The details certainly looked important. The House of Representatives' version of the stimulus bill cost $819bn and contained more money for state budgets and school reconstruction. The Senate version weighed in at $838bn and contained more tax credits and cuts. And the final version, approved on Wednesday evening by negotiators from both legislative bodies, is $789bn, with an added dab of this and a subtracted touch of that.
How did the House and Senate sort out this fine-tuned legislative machinery? The proximate answer, as always, is the triumph of representative democracy and the legislative process. But the ultimate answer is that Arlen Specter, Olympia Snowe and Susan Collins – the three moderate Republican Senators whose support was required to shuttle the stimulus through the Senate – wanted it that way. Why did they want it that why? I'm not sure. As far as I can tell, neither are they.
The final negotiation was a victory of nice-sounding statesmanlike process – "moderation," "centrism," "bipartisanship," "spirit of compromise" – over actual legislative substance. Earlier this week Specter wrote an op-ed in the Washington Post that explained his support for the stimulus bill (his version). His argument for why the bill should be whittled down to under $800bn was essentially: (1) An important life lesson is that you should listen to other points of view; (2) $780bn is less than $940bn; (3) $780bn is greater than $0; (4) if you don't agree with me you'll get $0; and (5) an important life lesson is that you can't always get what you want. And so the Democrats did not get billions of dollars of what they wanted.
But missing from the Specter argument, and from the final negotiation process, was a sense that some points of view are better than others, and that some policy prescriptions will do more to stimulate the economy than others.

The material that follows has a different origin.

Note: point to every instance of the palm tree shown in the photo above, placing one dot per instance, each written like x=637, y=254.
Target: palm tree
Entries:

Here's my favourite example: Senate Republicans wanted a higher proportion of tax cuts in the final version of the bill than was in the House version. That's a point of view, and it even has a theory behind it: while standard Keynesian theory suggests that a dollar of spending is more effective stimulus than a dollar of tax cuts (since the latter is likely to be saved and not spent) there is genuine disagreement over whether this holds in practice. And lots of people agree that carefully targeted tax cuts – reductions in payroll tax withholdings, which overwhelmingly affect middle- and lower middle-class earners – can stimulate consumption.
But instead of having that debate, the Senate took the legislatively lazy route: it added a $70bn patch on the Alternative Minimum Tax. This was strange for many reasons. The AMT patch is not targeted: 80% of the benefits go to the top 20% of wage earners. Nor is it timely: the patch would pass later this year as part of the regular appropriations process, just as it has in years past. And it's not even a great legislative bargaining chip: Chuck Grassley, the Republican senator who stuffed the AMT provision into the bill like a suitcase before a vacation, ended up voting against the stimulus.
So why was it kept? Because it gives the zealous moderates the appearance of winning the process. It looks like Democrats accommodated Republican requests to ratchet up the tax cuts. It looks like Republicans get more tax cuts. And it more than looks like Specter and Collins and Snowe can claim they brokered an "important compromise" during a "difficult time." Also, they helped the middle class. All while doing nothing to stimulate the economy and sucking up dollars that could be put to better use elsewhere.
Specter, Collin and Snowe took a political approach to a policy question – they wanted the symbolism and efficacy of compromise, not the effectiveness of good policy. I would have preferred to see them put their time and our money to use elsewhere. But you can't always get what you want.